Donald Trump brands Fed ‘pathetic’ after US stocks’ coronavirus bloodbath
US President Donald Trump has labelled his country’s central bank “pathetic” for not cutting interest rates further in the face of the coronavirus outbreak, which sent stocks plunging yesterday.
Trump’s intervention adds to the pressure on the US Federal Reserve to cut rates again after it slashed them by 50 basis points (0.5 percentage points) in an emergency move last week.
Trump tweeted: “Our pathetic, slow moving Federal Reserve, headed by Jay Powell, who raised rates too fast and lowered too late, should get our Fed Rate down to the levels of our competitor nations.”
He added: “The Federal Reserve must be a leader, not a very late follower, which it has been!”
Worries over the economic impact of coronavirus combined with an oil-price crash to send global stock markets to their worst day since the financial crisis yesterday. Wall Street’s S&P 500 plummeted 7.6 per cent yesterday, while the Dow Jones finished 7.7 per cent lower.

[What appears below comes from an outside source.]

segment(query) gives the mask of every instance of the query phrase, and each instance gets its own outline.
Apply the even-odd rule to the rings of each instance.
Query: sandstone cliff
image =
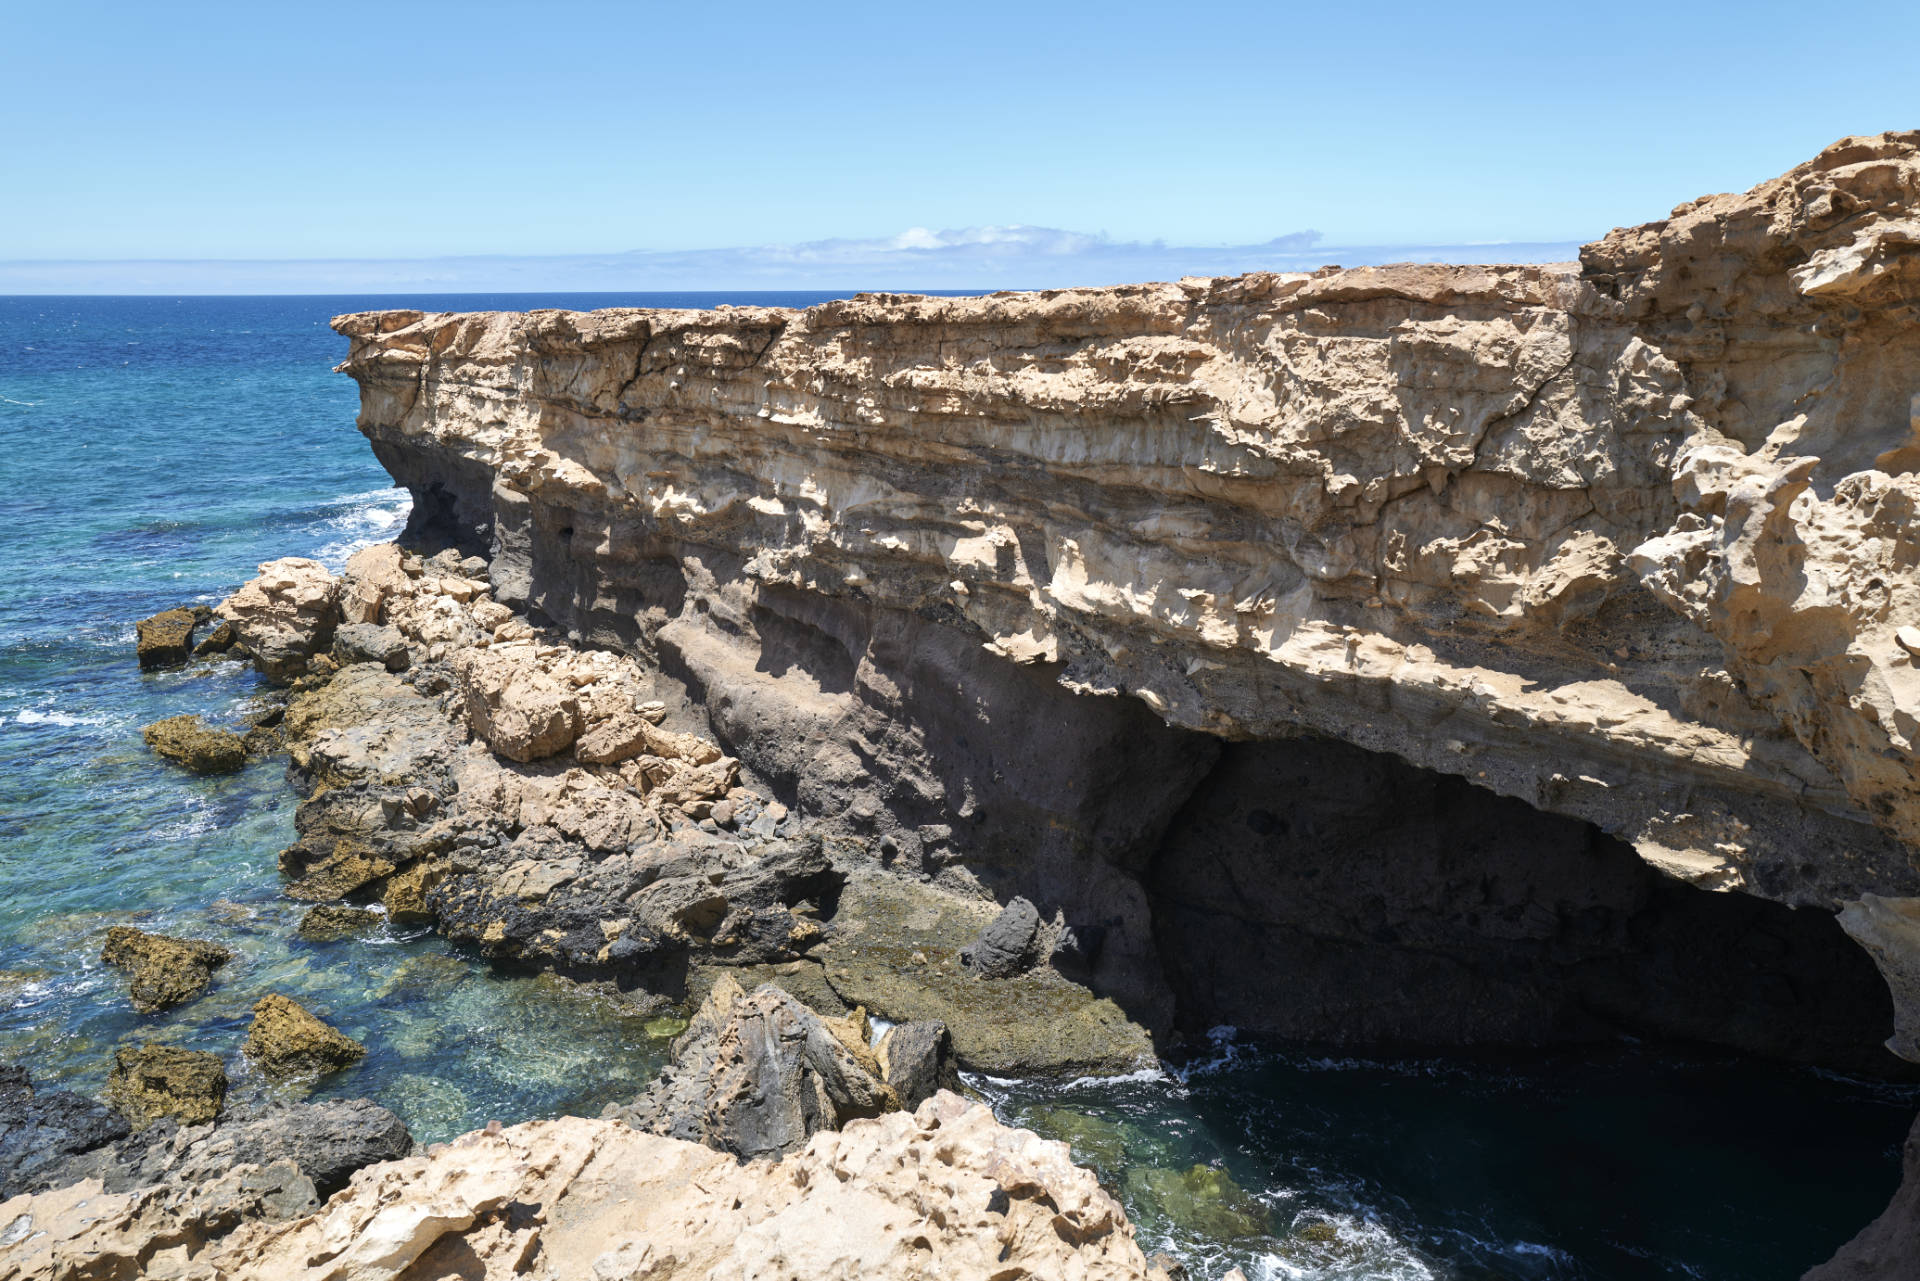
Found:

A semblance of calm has returned to US stock markets today, although an early bounce has petered out. The S&P 500 was last up one per cent.

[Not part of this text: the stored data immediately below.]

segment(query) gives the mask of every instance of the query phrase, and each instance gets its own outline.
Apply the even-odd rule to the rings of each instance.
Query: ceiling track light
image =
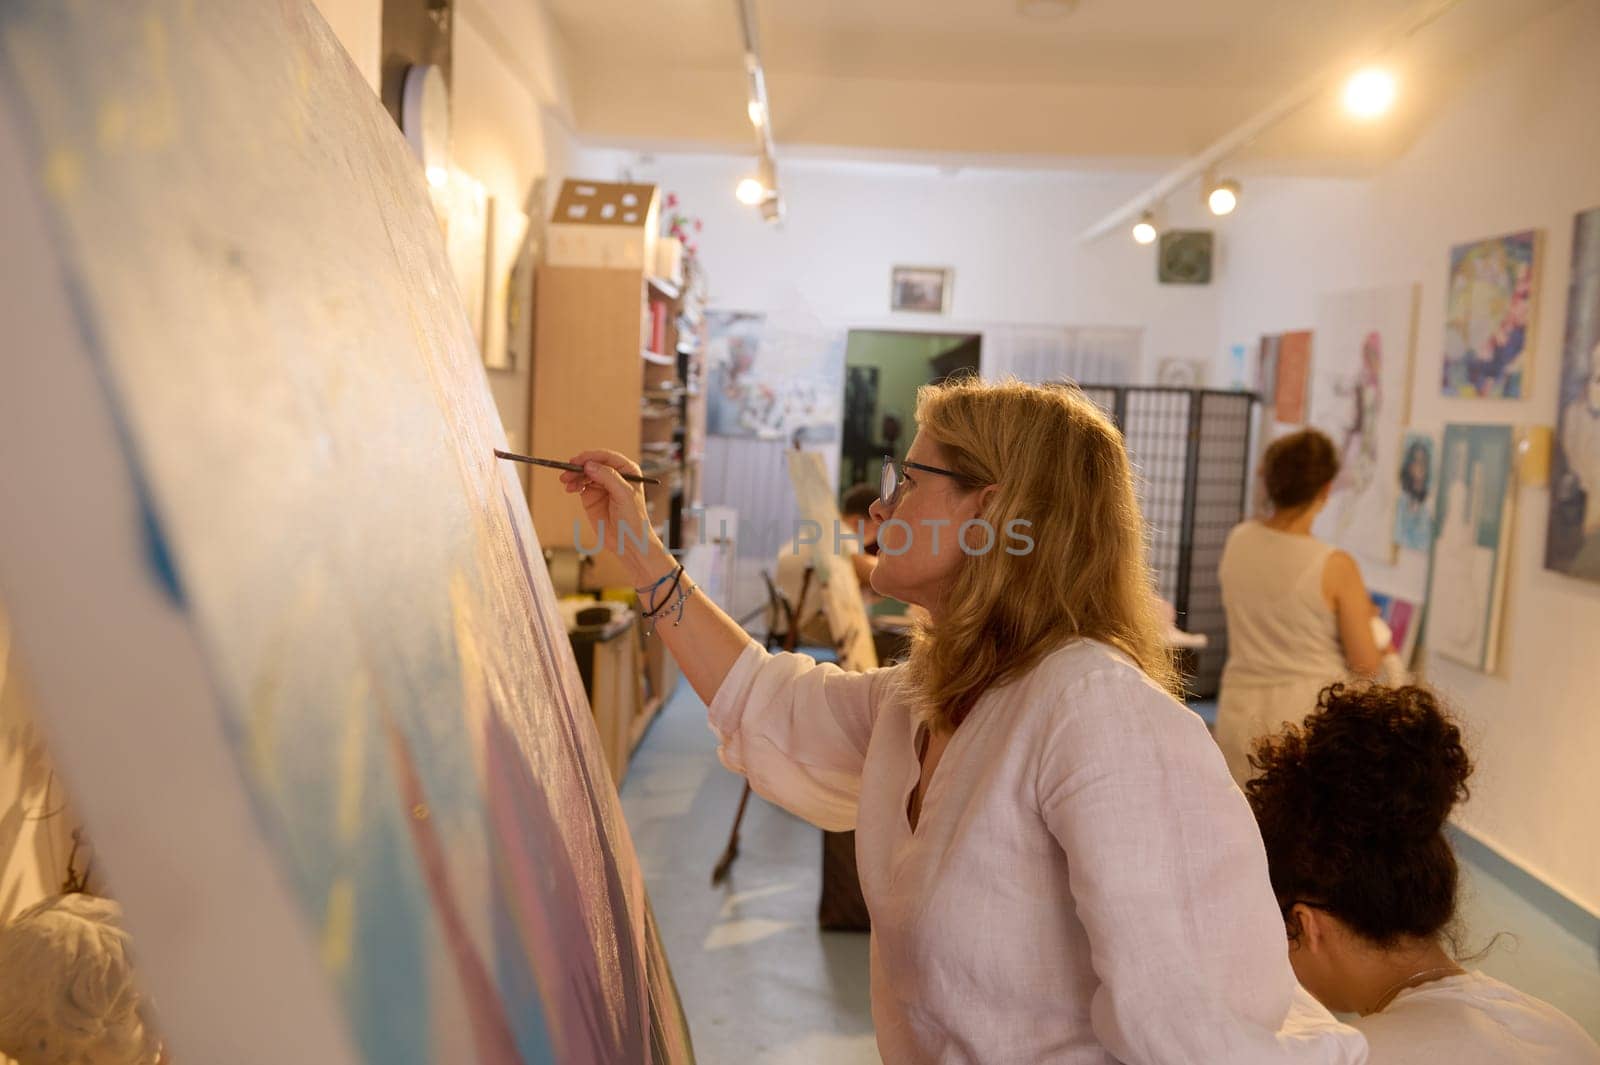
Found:
[[[1226,181],[1207,181],[1206,206],[1218,217],[1232,214],[1234,208],[1239,206],[1239,183],[1232,178]]]
[[[778,194],[778,146],[772,140],[772,108],[767,103],[767,76],[756,37],[756,13],[751,0],[735,3],[744,36],[745,113],[756,135],[757,163],[756,173],[741,180],[734,195],[747,207],[760,207],[761,217],[776,223],[783,220],[783,199]]]
[[[1161,231],[1156,228],[1156,216],[1149,211],[1139,216],[1133,224],[1133,239],[1138,244],[1154,244]]]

The mild rebound came as traders bet central banks around the world will stimulate their economies by cutting interest rates and perhaps ramping up their bond-buying programmes.
Investors now think there is a 78 per cent chance the Fed will slash rates by 75 basis points at its meeting next Wednesday. This would take the central bank’s target rate to between 0.25 and 0.5 per cent.
Analysts at UBS said: “We expect further cuts in policy rates and an expansion of central bank balance sheets across major economies including the US, UK, Eurozone and Japan in the coming days.”
They warned that the US economy – as one of the world’s biggest oil producers – is particularly vulnerable to the drop in global oil prices, which has been driven by a spat between Saudi Arabia and Russia.
Yet UBS said monetary policy had to be backed up by fiscal spending to be effective.
Part of the reason the US stock rally faded today was that the White House failed to announce the spending plans that Trump trailed yesterday.
Trump had said he would discuss with Republican lawmakers a “very substantial” payroll tax cut, but little has materialised today.